Trotz der noch "frischen" Spendenaffäre um "World Vision" ist die seit 1995 rückläufige Spendenbereitschaft der Österreicher wieder deutlich angestiegen. Das Marktforschungsinstitut "Market" publizierte Ende Dezember 1998 eine Umfrage, die zeigt, daß eine optimistische Zukunftserwartung und die positiven Wirtschaftszahlen die Österreicher wieder spendenfreudiger gemacht haben. Nach den Einschränkungen im privaten Konsum fiel es Ende 1998 wieder leichter, Geld für wohltätige Zwecke auszugeben.

Etwas ist trotz der neu erwachten "Spendenfreudigkeit" jedoch ganz offensichtlich: Man sieht sich sehr genau an, wofür - für welche Aktion beziehungsweise Zielgruppe - man sein Geld ausgibt.

Verschoben haben sich aber auch die Spendenfrequenz und die Spendensumme. Im Vergleich zum Jahr 1991 wird tendenziell weniger häufig gespendet, dafür liegt die durchschnittliche Höhe aber deutlich über der der vergangenen Jahre.

Durchschnittlich 220 Schilling entnimmt der Spender heute seiner Geldbörse, 1991 waren es rund 125 Schilling. Daraus resultiert ein jährliches Gesamtvolumen von 3,3 Milliarden Schilling, das den zahlreichen Spendenorganisationen zufließt. Organisationen, die sich besonders für Kinder einsetzen, das Rote Kreuz und die Freiwillige Feuerwehr stehen in der Gunst der Österreicher zur Zeit ganz oben.

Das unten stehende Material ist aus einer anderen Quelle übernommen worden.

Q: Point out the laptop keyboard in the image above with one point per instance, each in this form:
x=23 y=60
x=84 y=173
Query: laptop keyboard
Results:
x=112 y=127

Bei der Beantwortung der Frage nach dem "Wofür" der Spende wird auch der Ruf nach einem sogenannten "Gütesiegel" für caritative Organisationen laut. Die Frage ist allerdings, ob ein solches Siegel Mißbrauch verhindern kann.

"Schwarze Schafe" Der Geschäftsführer von SOS-Kinderdorf, das immerhin mit 50 Prozent Spitzenreiter in der Beliebtheit der spendenfreudigen Österreicher ist, mahnt zur Vorsicht bei der Berichterstattung von "Affären". Indirekt seien mit solchen Berichten alle Spendenorganisationen betroffen und viele Menschen könnten verunsichert werden. Wilfried Vyslozil: "Wir bedauern jeden Spendenmißbrauch, appellieren aber an die Bevölkerung und an die Medien, damit negative Einzelfälle nicht das Spendenwesen allgemein und die seriöse Arbeit der meisten Hilfsorganisationen in Frage stellen."

Spendenmißbrauch sorgt auch innerbetrieblich für Unruhe. Durch einen externen Anlaß wie der bekanntgewordene Fall von World Vision werden Einrichtungen, Projekte und Abteilungen plötzlich - ohne ersichtlichen internen Grund - noch genauer beobachtet, geprüft und revidiert, was auch bei guten Vertrauensstrukturen innerhalb der SOS-Kinderdorf-Mitarbeiter Unbehagen und Verwunderung auslöst. Wenn auch derzeit keine unmittelbaren Auswirkungen auf die Spendenbereitschaft feststellbar waren, so könnten doch erst mittel- bis langfristig eventuelle finanzielle Einbußen wirksam werden, meint Vyslozil.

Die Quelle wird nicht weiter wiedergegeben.